What kind of company is going to survive? What kind of people will run those companies? Will the market always be trying to catch up with new products, meaning that the successful companies have to focus on product development? Will the industry be constantly spewing out products to meet still-unrecognized needs, meaning that the companies have to focus on marketing strategies? Or will the hardware manufacturers and book publishers make it all academic by publishing their own software and forcing out the independent companies?
These are life-and-death questions for the entrepreneurs struggling to establish themselves as future industry leaders. They have the opportunity to build truly important companies, but they won't have it for long at the rate the market is growing. So they have to decide now, without any history to base their decisions on, how to structure their companies, what products to make, and how to sell those products.
On one side of that crucial decision are the marketing people, the ones who think that the selling of the product is more critical than the making of the product. "The companies that become really big businesses won't be generating their own software for the most part; they'll package and distribute it. Those who create software will remain a cottage industry," says Adam Osborne, an industry expert who recently introduced his own low-priced, portable computer.
"Programming is one of the few things in life that cannot be automated," says Paul Lutus, who wrote the popular Apple Writer word-processing program in a plywood cabin atop a mountain in Oregon some 23 miles from the nearest town. (He had to string up a 1,300-foot extension cord to get electricity to run his computer.) "It's hard to get good programmers to sit in a factory atmosphere and have them be truly creative on demand."

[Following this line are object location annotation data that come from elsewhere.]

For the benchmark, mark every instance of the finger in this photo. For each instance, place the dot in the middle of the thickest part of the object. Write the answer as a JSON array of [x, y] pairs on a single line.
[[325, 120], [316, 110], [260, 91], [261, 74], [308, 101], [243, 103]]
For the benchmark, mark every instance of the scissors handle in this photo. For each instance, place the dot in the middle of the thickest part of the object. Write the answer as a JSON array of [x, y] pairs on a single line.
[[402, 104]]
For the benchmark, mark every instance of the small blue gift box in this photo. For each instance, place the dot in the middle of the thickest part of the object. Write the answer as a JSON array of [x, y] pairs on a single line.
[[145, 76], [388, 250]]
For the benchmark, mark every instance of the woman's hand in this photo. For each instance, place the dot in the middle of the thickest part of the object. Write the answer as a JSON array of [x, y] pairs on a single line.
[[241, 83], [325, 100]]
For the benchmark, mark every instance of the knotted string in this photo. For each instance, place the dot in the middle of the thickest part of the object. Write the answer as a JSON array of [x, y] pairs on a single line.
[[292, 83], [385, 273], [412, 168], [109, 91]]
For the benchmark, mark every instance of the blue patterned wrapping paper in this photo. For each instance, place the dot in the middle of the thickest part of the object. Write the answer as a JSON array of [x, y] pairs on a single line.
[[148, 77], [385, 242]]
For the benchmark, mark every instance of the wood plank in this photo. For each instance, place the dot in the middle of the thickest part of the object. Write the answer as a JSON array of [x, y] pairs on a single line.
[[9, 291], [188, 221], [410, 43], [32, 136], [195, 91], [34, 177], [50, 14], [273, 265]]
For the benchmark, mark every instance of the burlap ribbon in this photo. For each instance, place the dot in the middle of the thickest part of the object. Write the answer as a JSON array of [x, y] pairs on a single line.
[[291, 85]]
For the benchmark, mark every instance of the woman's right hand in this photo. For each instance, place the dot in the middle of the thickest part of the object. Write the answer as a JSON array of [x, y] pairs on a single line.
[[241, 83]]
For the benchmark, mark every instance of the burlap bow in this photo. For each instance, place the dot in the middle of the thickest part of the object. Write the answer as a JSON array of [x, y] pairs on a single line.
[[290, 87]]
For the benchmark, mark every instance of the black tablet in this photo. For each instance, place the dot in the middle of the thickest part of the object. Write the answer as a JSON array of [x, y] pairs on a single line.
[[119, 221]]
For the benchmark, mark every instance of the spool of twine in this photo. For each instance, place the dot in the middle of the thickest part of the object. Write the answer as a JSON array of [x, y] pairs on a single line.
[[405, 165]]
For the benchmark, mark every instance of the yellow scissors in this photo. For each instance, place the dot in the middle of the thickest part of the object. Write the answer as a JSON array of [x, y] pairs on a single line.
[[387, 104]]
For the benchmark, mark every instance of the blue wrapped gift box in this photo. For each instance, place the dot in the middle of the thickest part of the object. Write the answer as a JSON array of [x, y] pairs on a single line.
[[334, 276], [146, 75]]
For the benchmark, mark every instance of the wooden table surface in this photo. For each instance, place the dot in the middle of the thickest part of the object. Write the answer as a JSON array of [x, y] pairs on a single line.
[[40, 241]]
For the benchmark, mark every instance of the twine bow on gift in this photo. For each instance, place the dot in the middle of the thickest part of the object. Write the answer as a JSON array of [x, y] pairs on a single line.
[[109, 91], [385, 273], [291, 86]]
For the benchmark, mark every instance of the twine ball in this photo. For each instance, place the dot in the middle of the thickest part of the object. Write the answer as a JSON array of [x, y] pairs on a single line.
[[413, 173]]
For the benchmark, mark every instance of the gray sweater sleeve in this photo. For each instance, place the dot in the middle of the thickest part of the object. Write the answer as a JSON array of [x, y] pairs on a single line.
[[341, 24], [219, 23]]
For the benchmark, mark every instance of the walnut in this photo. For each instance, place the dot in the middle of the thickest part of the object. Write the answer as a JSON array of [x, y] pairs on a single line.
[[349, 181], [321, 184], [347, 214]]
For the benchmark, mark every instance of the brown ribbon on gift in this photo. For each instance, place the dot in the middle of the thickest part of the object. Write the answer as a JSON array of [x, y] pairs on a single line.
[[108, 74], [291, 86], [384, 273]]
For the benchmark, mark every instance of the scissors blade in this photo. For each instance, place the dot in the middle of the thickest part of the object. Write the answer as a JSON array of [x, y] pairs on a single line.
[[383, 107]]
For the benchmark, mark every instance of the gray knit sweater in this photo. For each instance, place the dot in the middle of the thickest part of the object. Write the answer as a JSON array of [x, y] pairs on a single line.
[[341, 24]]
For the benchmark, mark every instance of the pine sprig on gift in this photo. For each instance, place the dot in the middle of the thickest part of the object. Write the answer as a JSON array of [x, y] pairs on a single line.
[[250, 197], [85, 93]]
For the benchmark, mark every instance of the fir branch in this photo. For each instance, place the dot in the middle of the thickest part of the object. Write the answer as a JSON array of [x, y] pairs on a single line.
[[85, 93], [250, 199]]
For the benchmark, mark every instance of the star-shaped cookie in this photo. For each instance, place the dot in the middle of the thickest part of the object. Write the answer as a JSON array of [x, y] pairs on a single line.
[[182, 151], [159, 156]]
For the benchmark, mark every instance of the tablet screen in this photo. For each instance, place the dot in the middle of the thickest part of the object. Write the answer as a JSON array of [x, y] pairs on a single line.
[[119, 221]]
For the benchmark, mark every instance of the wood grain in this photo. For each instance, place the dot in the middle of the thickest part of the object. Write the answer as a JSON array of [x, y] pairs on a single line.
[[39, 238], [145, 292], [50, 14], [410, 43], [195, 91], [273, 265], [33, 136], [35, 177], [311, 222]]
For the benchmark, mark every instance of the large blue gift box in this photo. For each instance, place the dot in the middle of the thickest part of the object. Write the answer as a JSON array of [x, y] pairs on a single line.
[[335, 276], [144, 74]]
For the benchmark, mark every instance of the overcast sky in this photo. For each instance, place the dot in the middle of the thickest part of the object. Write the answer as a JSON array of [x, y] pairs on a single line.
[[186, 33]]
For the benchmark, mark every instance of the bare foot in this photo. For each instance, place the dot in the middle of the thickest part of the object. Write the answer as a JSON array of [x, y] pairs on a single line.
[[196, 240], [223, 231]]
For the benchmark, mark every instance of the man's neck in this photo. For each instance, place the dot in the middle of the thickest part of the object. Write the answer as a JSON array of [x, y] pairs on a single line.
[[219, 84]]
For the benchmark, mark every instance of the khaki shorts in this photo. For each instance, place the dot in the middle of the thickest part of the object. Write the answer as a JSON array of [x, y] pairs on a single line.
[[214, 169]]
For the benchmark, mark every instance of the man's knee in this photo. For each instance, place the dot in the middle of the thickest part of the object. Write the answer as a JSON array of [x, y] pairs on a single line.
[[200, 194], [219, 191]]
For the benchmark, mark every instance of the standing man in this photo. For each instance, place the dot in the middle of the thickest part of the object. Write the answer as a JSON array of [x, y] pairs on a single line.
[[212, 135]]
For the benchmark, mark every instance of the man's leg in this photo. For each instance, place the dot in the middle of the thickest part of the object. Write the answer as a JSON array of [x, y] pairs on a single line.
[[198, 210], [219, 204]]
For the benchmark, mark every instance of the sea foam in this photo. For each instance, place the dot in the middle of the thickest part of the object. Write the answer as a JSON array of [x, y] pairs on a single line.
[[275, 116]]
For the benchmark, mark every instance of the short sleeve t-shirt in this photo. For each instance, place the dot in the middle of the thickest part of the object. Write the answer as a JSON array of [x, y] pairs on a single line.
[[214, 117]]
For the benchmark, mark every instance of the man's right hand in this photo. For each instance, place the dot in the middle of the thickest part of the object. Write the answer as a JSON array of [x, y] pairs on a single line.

On the other side of the question are the product people, the ones who think that the making of the product is more important than the selling of it. "I'm like George Lucas, bringing together a creative team that will come up with a unique, well-crafted product," says Mitch Kapor, who founded Micro Finance Systems Inc. in his Watertown, Mass., apartment after he bought an Apple computer on impulse, decided to forget about his Ph.D. in psychology and started programming computers instead. He recently sold his VisiPlot/VisiTrend program to Personal Software for more than $1 million, and used the money to start a new software development firm called Lotus Development Co.
The costs of team development range from $250,000 to $500,000, says Kapor, so fewer independent authors will be able to compete. "A number of pioneers in this industry," he says, "have gotten rich in the past few years by being merely competent and very lucky."
Sitting solidly on the fence are the entrepreneurs who will likely turn out to be right. "It's not as simple as authors and publishers," says Dan Fylstra of Personal Software." You have to bring together under one management the whole process: the concept, development, documentation, marketing, and technical support. It's the control and determination of standards that's important. That's what we're doing, and it's the direction the industry must take."
Although most of the companies in this business will survive whatever decisions their founders make now, mere survival is not what these people are dreaming about. That's the crux of this question: Just surviving in a business growing so fast really amounts to failure. When the industry shakes out in the next few years, as all new industries do, these entrepreneurs want to be on top of the rubble, not under it.